La belle esquisse pour la Course des Barberi devait encourager Géricault, dès son retour à Paris, en 1817, à se mettre au tableau avec la passion et l’acharnement qu’on était en droit d’attendre de sa jeunesse et de son amour pour l’art. Au lieu de cela, il s’amusa plutôt qu’il ne travailla à peindre quelques études et à dessiner quelques lithographies. C’était gaspiller son temps[1]. Il semble que le travail n’était plus désormais pour Géricault qu’une distraction et non le but de la vie. Un drame maritime, qui eut le retentissement d’un grand événement, vint à point le tirer de son apathie. On a déjà nommé l’épouvantable sinistre de la frégate la Méduse. Pendant de longs mois, ce naufrage, dont deux des survivans, Corréard et Savigny, avaient publié l’émouvante relation, fut la conversation de tout Paris. Géricault, qui, on l’a vu, se laissait imposer ses sujets par l’impression du moment, conçut l’idée de son tableau sous le coup de l’émotion universelle. Il lut tout ce que livres et journaux publiaient sur ce désastre, il se lia avec Corréard, avec Savigny, avec tous les naufragés qui avaient échappé à la mort ; puis, bien pénétré de son sujet, il chercha dans une vingtaine d’esquisses son expression suprême. Il songea d’abord à représenter l’épisode des matelots des canots coupant les ancres qui retenaient leurs embarcations au radeau et l’abandonnant ainsi à la solitude sinistre de la mer. Il voulut aussi peindre la révolte des matelots contre les officiers. L’esquisse est connue : composition dramatique et mouvementée, mais un peu confuse. Dans un autre croquis, on voit la délivrance des naufragés par les matelots du brick l’Argus qui les recueillent dans leur canot. Mais toutes ces scènes étaient des épisodes qui appartenaient exclusivement au naufrage de la Méduse. Or le génie de Géricault le poussait, peut-être à son insu, à généraliser plutôt qu’à particulariser. Le peintre chercha encore jusqu’à ce qu’il eut trouvé l’admirable composition qui résume tout le drame. C’est le

  1. C’est à dessein que nous disons « gaspiller son temps. » Nous ne partageons pas l’admiration commune pour l’œuvre lithographie de Géricault.
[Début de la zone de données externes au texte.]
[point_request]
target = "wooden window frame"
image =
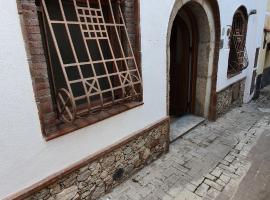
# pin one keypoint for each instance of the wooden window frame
(51, 126)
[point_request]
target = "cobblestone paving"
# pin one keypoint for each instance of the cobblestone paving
(211, 159)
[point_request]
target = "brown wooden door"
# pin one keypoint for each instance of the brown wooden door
(180, 69)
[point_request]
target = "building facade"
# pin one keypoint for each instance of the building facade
(89, 86)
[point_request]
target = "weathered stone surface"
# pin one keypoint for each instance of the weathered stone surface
(67, 194)
(231, 97)
(95, 179)
(83, 176)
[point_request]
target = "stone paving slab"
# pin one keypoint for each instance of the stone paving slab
(207, 163)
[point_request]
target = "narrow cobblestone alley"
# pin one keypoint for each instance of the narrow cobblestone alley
(213, 161)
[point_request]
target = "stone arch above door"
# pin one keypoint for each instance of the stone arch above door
(210, 10)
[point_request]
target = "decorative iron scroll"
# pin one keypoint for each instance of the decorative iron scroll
(238, 59)
(114, 77)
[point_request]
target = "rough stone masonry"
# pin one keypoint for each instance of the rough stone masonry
(207, 163)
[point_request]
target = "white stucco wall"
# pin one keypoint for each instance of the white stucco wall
(25, 157)
(255, 29)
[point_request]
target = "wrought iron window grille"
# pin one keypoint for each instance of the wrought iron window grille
(238, 57)
(94, 57)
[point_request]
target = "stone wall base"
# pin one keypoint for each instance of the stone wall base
(230, 97)
(98, 175)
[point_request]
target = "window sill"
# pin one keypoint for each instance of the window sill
(60, 128)
(231, 75)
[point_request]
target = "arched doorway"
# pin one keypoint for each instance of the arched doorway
(192, 55)
(183, 57)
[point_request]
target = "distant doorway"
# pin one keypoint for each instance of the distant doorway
(183, 57)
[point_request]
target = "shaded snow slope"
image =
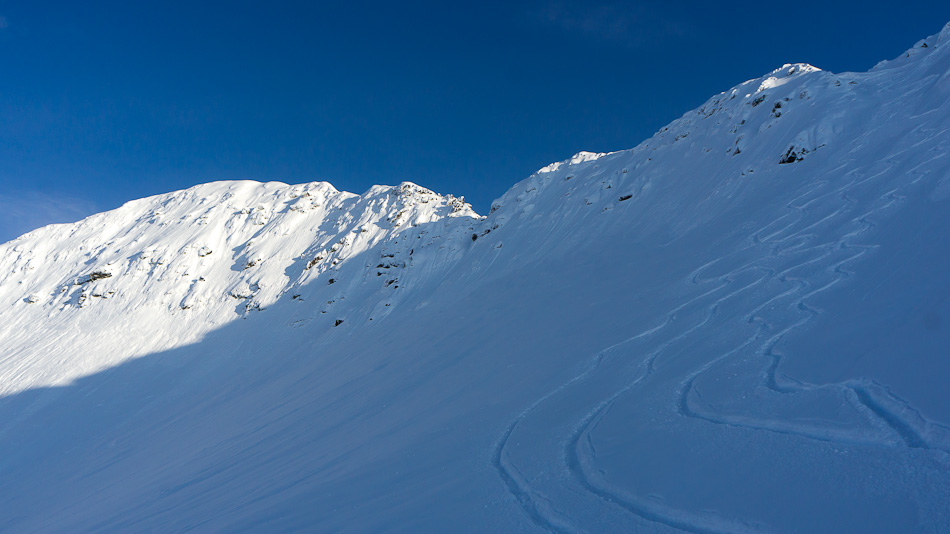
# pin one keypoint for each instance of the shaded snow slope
(737, 326)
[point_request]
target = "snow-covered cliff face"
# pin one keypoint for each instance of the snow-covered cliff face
(738, 325)
(161, 272)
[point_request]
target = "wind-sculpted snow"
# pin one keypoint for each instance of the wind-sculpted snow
(737, 326)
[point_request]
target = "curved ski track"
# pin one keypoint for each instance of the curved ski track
(823, 208)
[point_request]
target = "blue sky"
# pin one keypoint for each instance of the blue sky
(104, 102)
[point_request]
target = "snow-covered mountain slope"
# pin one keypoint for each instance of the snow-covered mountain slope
(738, 325)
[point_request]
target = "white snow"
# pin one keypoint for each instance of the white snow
(740, 325)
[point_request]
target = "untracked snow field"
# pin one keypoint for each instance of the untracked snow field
(740, 325)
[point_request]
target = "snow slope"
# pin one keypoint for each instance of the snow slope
(737, 326)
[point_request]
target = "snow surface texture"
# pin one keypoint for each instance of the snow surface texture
(739, 325)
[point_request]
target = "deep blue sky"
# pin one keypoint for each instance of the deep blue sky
(103, 102)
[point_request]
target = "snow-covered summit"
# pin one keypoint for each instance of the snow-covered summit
(182, 263)
(736, 326)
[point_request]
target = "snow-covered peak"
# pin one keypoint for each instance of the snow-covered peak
(580, 157)
(183, 262)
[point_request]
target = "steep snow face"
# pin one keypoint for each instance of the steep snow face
(736, 326)
(161, 272)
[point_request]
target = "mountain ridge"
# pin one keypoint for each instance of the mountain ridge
(665, 338)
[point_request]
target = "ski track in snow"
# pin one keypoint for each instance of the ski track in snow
(787, 235)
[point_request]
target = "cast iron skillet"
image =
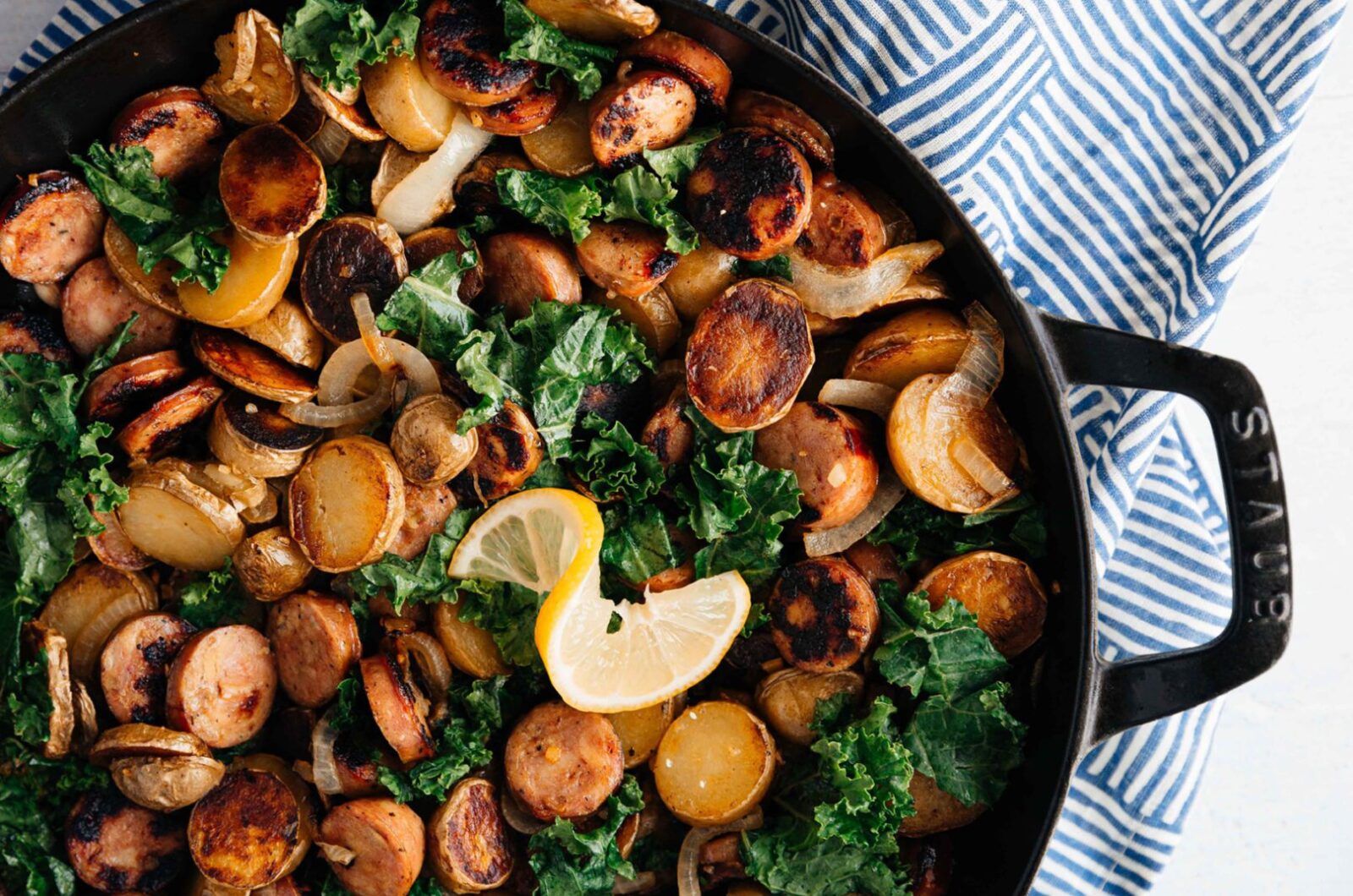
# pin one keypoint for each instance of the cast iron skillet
(1077, 699)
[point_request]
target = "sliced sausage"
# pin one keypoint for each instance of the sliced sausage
(843, 231)
(121, 848)
(176, 123)
(426, 509)
(467, 839)
(245, 830)
(134, 666)
(701, 68)
(750, 194)
(509, 452)
(399, 706)
(524, 267)
(386, 839)
(831, 456)
(649, 110)
(626, 258)
(459, 49)
(125, 386)
(823, 615)
(49, 224)
(222, 686)
(29, 332)
(561, 762)
(95, 303)
(317, 642)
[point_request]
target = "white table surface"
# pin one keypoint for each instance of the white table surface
(1271, 814)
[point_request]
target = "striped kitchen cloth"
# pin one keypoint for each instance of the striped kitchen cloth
(1115, 155)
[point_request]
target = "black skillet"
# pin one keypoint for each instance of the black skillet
(1079, 699)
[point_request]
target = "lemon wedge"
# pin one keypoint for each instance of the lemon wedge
(550, 540)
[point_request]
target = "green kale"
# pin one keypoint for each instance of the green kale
(536, 40)
(570, 862)
(331, 38)
(969, 745)
(153, 214)
(934, 651)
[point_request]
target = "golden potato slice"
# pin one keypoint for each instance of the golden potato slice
(715, 763)
(748, 356)
(257, 81)
(347, 504)
(249, 288)
(468, 841)
(272, 186)
(405, 105)
(927, 340)
(563, 146)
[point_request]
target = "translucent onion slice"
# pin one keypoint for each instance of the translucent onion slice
(841, 292)
(858, 393)
(886, 497)
(417, 200)
(687, 860)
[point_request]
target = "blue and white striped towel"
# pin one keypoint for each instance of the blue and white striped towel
(1115, 155)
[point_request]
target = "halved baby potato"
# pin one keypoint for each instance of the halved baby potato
(272, 186)
(715, 763)
(250, 367)
(179, 522)
(748, 356)
(347, 504)
(250, 286)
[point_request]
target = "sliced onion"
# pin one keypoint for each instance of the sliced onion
(886, 497)
(839, 292)
(687, 861)
(417, 200)
(858, 393)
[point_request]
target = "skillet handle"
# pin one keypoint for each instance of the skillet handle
(1142, 689)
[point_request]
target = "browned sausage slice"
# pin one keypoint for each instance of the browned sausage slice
(176, 123)
(49, 224)
(386, 839)
(119, 848)
(831, 456)
(561, 762)
(626, 258)
(95, 303)
(459, 49)
(398, 706)
(317, 642)
(524, 267)
(843, 231)
(222, 686)
(750, 193)
(123, 386)
(694, 63)
(134, 666)
(649, 110)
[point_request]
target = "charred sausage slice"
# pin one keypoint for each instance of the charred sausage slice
(95, 303)
(690, 60)
(561, 762)
(176, 125)
(750, 193)
(524, 267)
(222, 686)
(134, 666)
(831, 456)
(49, 224)
(386, 839)
(459, 49)
(119, 848)
(317, 642)
(626, 258)
(649, 110)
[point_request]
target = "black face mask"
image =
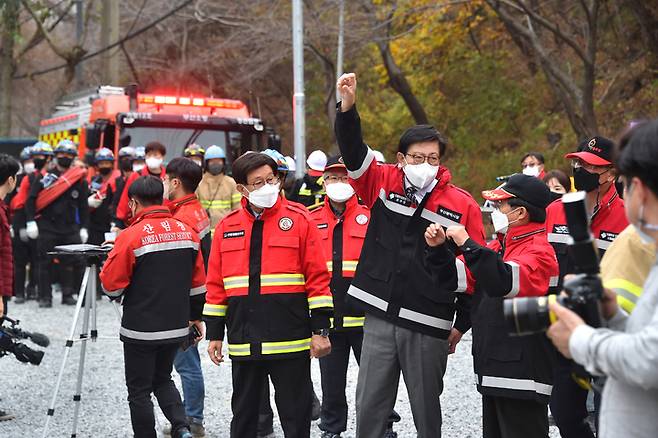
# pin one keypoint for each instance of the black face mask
(64, 162)
(215, 168)
(584, 180)
(126, 164)
(39, 163)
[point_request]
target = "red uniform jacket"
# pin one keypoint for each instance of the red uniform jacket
(608, 220)
(523, 264)
(188, 210)
(264, 277)
(157, 266)
(6, 255)
(122, 207)
(342, 240)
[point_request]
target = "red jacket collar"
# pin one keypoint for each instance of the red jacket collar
(175, 205)
(515, 235)
(154, 211)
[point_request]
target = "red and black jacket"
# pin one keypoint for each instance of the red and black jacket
(267, 283)
(157, 267)
(607, 221)
(522, 264)
(392, 280)
(342, 240)
(188, 210)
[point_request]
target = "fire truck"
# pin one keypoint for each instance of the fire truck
(114, 117)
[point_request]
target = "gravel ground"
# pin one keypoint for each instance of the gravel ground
(27, 390)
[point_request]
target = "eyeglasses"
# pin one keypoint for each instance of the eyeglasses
(271, 180)
(334, 179)
(576, 163)
(420, 159)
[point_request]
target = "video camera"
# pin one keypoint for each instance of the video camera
(584, 292)
(9, 336)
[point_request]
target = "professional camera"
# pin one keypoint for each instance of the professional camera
(584, 292)
(9, 336)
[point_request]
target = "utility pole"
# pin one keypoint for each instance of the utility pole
(299, 120)
(341, 43)
(79, 26)
(9, 30)
(110, 35)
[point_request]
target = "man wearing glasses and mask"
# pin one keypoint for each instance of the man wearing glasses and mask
(410, 323)
(593, 172)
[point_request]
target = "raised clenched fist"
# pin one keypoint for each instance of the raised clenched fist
(346, 86)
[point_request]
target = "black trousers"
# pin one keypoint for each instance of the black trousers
(569, 403)
(333, 374)
(25, 253)
(148, 370)
(292, 393)
(69, 267)
(504, 417)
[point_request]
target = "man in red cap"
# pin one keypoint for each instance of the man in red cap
(594, 173)
(514, 373)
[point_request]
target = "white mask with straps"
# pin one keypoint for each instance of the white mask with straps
(339, 192)
(420, 175)
(265, 197)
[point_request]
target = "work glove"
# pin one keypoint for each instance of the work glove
(84, 235)
(94, 201)
(32, 230)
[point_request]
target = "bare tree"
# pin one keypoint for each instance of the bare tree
(557, 33)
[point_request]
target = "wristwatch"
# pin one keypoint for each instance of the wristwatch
(322, 332)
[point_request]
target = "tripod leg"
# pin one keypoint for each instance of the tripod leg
(67, 351)
(90, 299)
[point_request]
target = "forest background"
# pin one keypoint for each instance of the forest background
(498, 78)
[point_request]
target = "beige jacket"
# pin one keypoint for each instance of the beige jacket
(219, 196)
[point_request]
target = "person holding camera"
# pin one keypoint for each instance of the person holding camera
(593, 173)
(626, 352)
(514, 374)
(157, 267)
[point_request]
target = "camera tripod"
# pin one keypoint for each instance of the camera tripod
(87, 298)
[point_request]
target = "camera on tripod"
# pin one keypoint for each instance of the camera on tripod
(584, 292)
(9, 343)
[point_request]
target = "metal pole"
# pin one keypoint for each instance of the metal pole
(299, 121)
(341, 43)
(79, 23)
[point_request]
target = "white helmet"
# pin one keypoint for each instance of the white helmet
(292, 166)
(379, 156)
(317, 160)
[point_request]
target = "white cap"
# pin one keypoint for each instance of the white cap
(292, 166)
(317, 160)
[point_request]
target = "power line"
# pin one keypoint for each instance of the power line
(111, 46)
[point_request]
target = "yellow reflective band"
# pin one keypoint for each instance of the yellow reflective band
(620, 283)
(348, 265)
(286, 346)
(353, 321)
(214, 309)
(239, 349)
(266, 280)
(317, 302)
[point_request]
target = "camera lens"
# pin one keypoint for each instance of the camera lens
(529, 315)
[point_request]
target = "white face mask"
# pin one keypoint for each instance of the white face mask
(339, 192)
(531, 170)
(153, 162)
(265, 197)
(420, 175)
(500, 221)
(28, 167)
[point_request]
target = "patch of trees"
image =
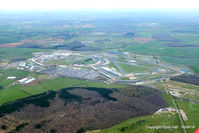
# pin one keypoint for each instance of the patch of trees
(1, 87)
(3, 127)
(41, 100)
(137, 123)
(67, 97)
(81, 130)
(19, 127)
(191, 79)
(64, 94)
(138, 91)
(53, 130)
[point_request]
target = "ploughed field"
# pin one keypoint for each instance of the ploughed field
(76, 109)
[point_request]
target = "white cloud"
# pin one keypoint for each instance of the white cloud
(79, 4)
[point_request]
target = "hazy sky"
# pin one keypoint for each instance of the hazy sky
(81, 4)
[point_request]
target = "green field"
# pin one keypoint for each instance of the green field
(12, 93)
(192, 113)
(130, 68)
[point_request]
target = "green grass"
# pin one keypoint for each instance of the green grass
(130, 68)
(3, 78)
(22, 52)
(138, 125)
(169, 99)
(192, 112)
(9, 94)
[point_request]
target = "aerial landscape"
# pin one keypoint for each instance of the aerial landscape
(99, 71)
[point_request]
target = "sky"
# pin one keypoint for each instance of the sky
(96, 4)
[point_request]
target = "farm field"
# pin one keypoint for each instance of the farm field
(99, 72)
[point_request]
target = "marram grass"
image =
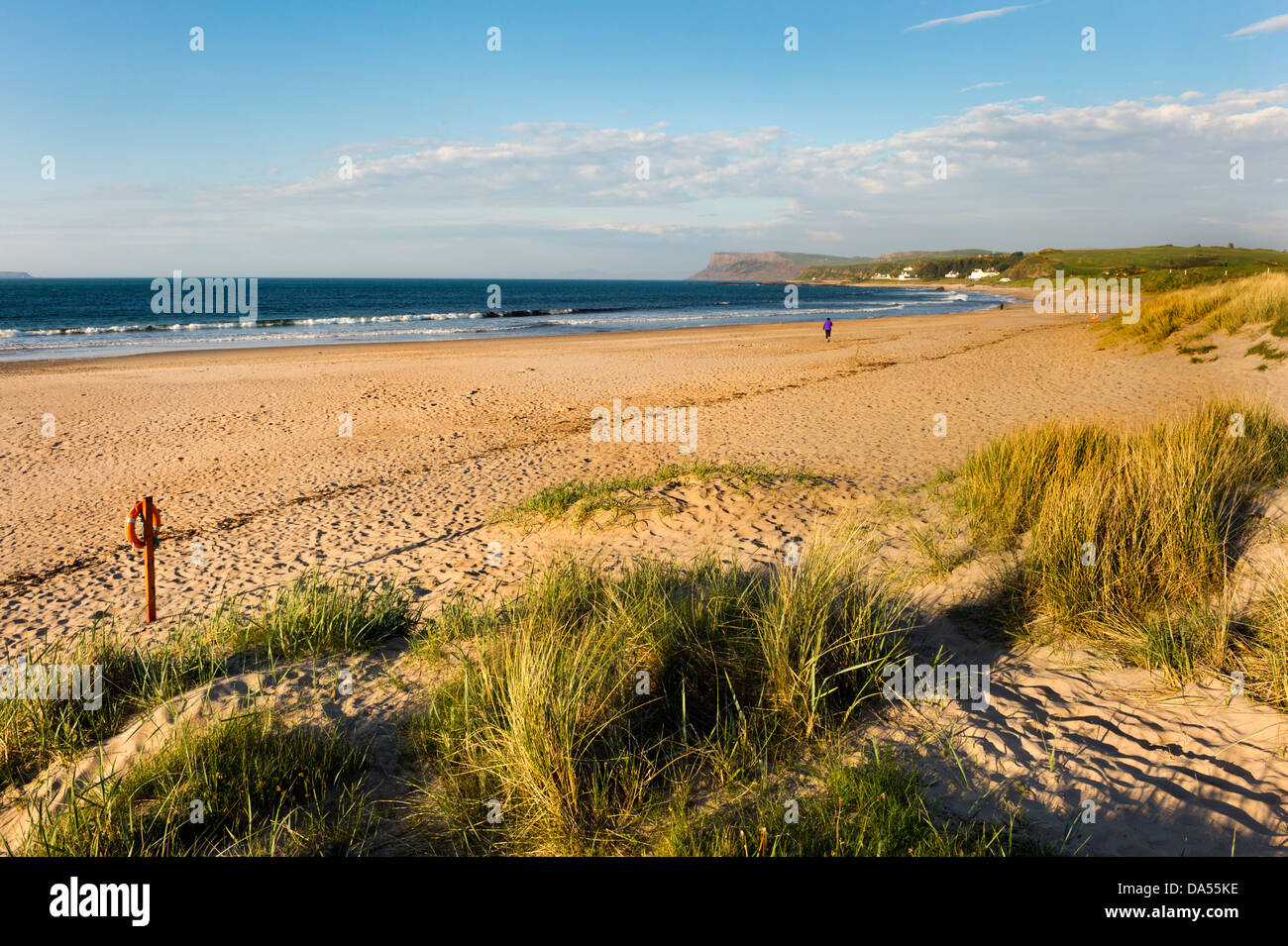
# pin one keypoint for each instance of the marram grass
(1128, 536)
(593, 697)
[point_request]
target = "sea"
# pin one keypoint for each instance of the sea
(80, 318)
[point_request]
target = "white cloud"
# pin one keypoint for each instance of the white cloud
(1273, 25)
(1021, 174)
(967, 17)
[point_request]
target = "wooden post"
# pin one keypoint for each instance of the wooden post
(149, 559)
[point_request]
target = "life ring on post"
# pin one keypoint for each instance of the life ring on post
(137, 519)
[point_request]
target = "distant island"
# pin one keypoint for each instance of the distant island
(1158, 266)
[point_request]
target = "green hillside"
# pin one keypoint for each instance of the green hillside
(1158, 266)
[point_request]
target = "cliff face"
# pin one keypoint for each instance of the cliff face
(768, 266)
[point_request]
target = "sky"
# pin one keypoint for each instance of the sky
(627, 141)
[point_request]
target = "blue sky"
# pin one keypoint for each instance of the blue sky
(522, 162)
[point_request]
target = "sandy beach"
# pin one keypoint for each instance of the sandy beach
(393, 460)
(244, 454)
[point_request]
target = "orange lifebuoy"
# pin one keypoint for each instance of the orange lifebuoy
(137, 517)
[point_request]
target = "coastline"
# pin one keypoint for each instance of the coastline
(37, 366)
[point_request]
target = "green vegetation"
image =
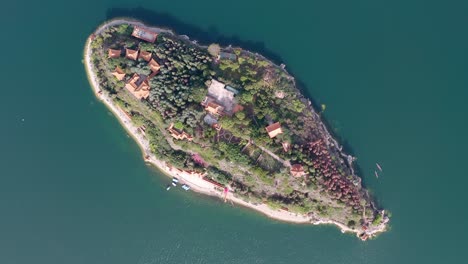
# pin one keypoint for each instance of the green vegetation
(240, 153)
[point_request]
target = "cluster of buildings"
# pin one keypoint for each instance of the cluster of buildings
(137, 84)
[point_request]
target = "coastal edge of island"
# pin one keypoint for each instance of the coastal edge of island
(197, 184)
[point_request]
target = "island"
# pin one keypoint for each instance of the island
(228, 122)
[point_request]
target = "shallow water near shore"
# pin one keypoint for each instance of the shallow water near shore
(74, 187)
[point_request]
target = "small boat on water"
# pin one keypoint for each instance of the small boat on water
(378, 166)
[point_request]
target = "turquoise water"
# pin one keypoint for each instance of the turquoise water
(74, 188)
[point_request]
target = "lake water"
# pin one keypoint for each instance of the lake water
(74, 187)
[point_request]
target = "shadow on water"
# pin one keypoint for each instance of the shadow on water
(212, 35)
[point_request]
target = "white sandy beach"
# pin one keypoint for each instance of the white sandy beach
(196, 183)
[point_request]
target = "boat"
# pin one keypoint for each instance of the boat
(378, 166)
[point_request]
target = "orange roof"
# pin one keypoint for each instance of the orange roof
(118, 73)
(214, 108)
(274, 130)
(297, 170)
(154, 65)
(179, 134)
(139, 88)
(131, 54)
(114, 53)
(144, 34)
(145, 55)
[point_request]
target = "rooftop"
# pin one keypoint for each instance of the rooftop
(114, 53)
(138, 86)
(144, 34)
(145, 55)
(131, 54)
(118, 73)
(274, 129)
(154, 65)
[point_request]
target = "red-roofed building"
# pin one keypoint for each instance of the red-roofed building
(131, 54)
(274, 130)
(144, 34)
(297, 170)
(112, 53)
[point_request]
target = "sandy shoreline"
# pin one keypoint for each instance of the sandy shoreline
(196, 183)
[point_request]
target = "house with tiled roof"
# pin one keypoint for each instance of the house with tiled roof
(138, 85)
(118, 73)
(177, 134)
(145, 55)
(112, 53)
(274, 129)
(154, 65)
(227, 56)
(144, 34)
(297, 170)
(131, 54)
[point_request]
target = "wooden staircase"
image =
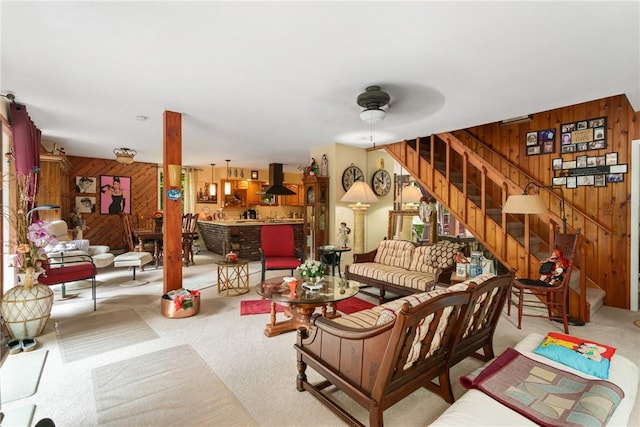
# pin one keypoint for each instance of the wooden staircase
(473, 182)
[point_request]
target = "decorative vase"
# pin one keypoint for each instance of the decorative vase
(26, 307)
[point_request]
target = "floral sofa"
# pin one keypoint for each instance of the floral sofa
(402, 267)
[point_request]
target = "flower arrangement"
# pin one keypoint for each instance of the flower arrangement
(311, 269)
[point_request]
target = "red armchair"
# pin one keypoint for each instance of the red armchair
(278, 251)
(81, 267)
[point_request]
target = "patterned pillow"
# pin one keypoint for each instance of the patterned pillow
(390, 310)
(443, 253)
(396, 253)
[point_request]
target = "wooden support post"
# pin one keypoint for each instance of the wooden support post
(172, 241)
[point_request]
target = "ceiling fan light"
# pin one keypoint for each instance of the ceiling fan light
(124, 155)
(372, 116)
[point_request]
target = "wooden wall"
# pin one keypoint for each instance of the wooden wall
(107, 229)
(602, 213)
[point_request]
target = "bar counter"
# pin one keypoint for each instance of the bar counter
(242, 236)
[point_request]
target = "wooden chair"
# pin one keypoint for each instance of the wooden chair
(277, 249)
(540, 294)
(60, 272)
(380, 365)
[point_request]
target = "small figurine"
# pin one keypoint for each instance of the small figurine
(553, 268)
(324, 166)
(343, 235)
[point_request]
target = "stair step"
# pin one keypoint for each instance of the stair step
(595, 299)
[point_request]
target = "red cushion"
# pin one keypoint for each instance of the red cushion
(281, 263)
(277, 241)
(68, 273)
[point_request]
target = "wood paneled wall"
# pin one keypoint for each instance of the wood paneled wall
(602, 213)
(107, 229)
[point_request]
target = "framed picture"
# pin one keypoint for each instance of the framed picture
(86, 184)
(618, 168)
(615, 177)
(585, 180)
(85, 204)
(115, 194)
(585, 135)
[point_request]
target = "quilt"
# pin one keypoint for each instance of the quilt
(544, 394)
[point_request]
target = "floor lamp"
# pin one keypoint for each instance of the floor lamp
(361, 195)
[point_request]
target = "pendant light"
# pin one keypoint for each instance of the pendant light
(212, 186)
(227, 184)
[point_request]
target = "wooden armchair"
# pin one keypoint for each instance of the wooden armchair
(380, 365)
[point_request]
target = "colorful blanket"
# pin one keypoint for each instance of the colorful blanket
(544, 394)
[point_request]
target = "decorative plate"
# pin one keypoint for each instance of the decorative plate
(173, 194)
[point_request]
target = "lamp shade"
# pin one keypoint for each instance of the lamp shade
(409, 194)
(360, 192)
(525, 204)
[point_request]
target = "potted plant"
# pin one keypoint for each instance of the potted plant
(26, 307)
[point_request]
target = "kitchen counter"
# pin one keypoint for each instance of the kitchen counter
(242, 236)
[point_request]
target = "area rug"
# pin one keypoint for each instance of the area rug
(348, 306)
(20, 374)
(170, 387)
(87, 336)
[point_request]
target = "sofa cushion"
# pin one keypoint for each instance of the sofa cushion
(443, 253)
(396, 253)
(360, 319)
(422, 260)
(421, 282)
(391, 308)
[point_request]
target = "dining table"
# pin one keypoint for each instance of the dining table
(156, 237)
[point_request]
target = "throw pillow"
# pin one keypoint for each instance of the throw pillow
(583, 355)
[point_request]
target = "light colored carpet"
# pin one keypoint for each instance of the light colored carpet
(259, 371)
(170, 387)
(85, 337)
(20, 374)
(18, 417)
Nous ne méconnaissons pas le mérite de celles de ses lithographies où le cheval est le principal personnage : les Chevaux qui se battent dans une écurie, le Chariot de charbon, les Chevaux allant à la foire. Mais nous tenons en petite estime la sentimentalité bourgeoise et les figures lourdes et courtes du Pauvre homme, du Joueur de cornemuse, de la Femme paralytique et de tant d’autres planches du même genre. Dans la Retraite de Russie même, voyez combien les soldats de Géricault, tout en étant d’un dessin plus serré, restent au-dessous, pour l’originalité, l’effet et l’impression, des héroïques grognards de Charlet et de Raffet.